George Durack, the trade unionist who said: ‘We won’t sell jobs’
07 September, 2018
• SAD to hear George Durack is dead, (Islington campaigner and former councillor George Durack dies aged 94, September 3).
He was, I think, the last surviving member of an exceptional generation of local activists, many of whom saw service during World War II or national service afterwards. I rubbed shoulders with him in the 1970s and 80s when we were both active in what was then the Union of Post Office Workers.
At a local level, union activity mainly involved working with management to ensure that the quality of the postal service and working conditions was maintained. This ended with the coming of the Thatcher government and the arrival in the postal service of aggressive managers, whose mantra was “It’s management’s right to manage”.
They could have added: “And damn the consequences.” Within a few years a great service had all but collapsed. Most union branches were seduced by the IWM bonus scheme, which allowed postal workers to earn up to 50 per cent of their weekly wage as an additional bonus, provided they agreed to substantial cuts to jobs and the quality of service.
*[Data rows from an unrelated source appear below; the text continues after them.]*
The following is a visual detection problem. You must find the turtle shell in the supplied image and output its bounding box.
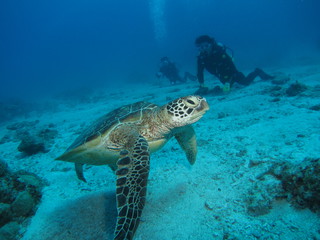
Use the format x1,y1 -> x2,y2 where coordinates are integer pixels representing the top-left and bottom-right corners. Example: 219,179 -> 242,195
66,101 -> 158,152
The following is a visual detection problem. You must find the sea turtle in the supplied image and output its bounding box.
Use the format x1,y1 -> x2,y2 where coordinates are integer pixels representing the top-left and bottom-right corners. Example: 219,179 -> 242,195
57,96 -> 209,240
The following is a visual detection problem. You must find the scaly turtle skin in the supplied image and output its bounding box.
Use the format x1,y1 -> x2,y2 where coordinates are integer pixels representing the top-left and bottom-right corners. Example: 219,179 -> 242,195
57,96 -> 209,240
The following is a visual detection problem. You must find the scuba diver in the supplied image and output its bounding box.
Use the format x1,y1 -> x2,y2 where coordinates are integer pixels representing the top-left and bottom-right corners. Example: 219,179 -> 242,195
156,57 -> 197,85
195,35 -> 274,95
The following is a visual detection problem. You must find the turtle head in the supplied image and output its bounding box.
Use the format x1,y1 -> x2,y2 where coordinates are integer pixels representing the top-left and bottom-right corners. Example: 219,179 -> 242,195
165,95 -> 209,127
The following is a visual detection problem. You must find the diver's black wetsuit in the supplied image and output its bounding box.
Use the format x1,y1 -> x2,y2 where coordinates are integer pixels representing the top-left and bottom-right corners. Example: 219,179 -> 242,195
197,43 -> 273,85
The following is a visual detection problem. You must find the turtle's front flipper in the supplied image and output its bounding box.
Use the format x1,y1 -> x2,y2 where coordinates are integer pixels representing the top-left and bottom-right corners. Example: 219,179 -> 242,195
175,125 -> 197,165
114,136 -> 149,240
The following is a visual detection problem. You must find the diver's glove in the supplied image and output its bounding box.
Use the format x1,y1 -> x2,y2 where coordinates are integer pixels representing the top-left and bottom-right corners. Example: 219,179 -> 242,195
194,84 -> 209,95
222,83 -> 231,93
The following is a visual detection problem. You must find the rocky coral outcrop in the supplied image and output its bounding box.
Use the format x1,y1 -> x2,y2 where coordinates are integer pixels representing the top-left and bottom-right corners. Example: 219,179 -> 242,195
0,160 -> 46,240
274,158 -> 320,212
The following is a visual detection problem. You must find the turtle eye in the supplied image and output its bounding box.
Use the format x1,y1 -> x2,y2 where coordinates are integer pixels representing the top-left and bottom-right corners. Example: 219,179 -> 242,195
187,99 -> 195,105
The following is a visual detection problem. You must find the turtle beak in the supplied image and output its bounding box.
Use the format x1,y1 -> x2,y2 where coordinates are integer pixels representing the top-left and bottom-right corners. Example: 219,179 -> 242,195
196,98 -> 210,114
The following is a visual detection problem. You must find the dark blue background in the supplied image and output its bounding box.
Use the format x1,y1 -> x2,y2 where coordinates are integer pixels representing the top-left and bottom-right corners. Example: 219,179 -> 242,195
0,0 -> 320,99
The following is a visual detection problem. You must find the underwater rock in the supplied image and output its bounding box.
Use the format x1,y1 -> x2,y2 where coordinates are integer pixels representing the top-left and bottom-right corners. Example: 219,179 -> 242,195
271,73 -> 290,85
11,191 -> 35,217
0,159 -> 8,177
0,203 -> 12,226
286,82 -> 307,97
18,136 -> 48,156
0,222 -> 20,240
0,160 -> 47,240
245,175 -> 283,217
As secretary of the NWDO branch covering NW1 to NW11, with several hundred members and facing tremendous pressure to conform, George refused to go along with the new order and no jobs were sold. “These jobs are not ours to sell,” he told a national union conference. “They belong to future postal workers, those youngsters who are now in school.”
He was subject to compulsory retirement at 65, and I assumed that would be the last I’d hear of him. It wasn’t. For almost another 30 years his name frequently popped up in connection with numerous campaigns and social activities.
George Durack may be dead, but his spirit and his legacy will live on.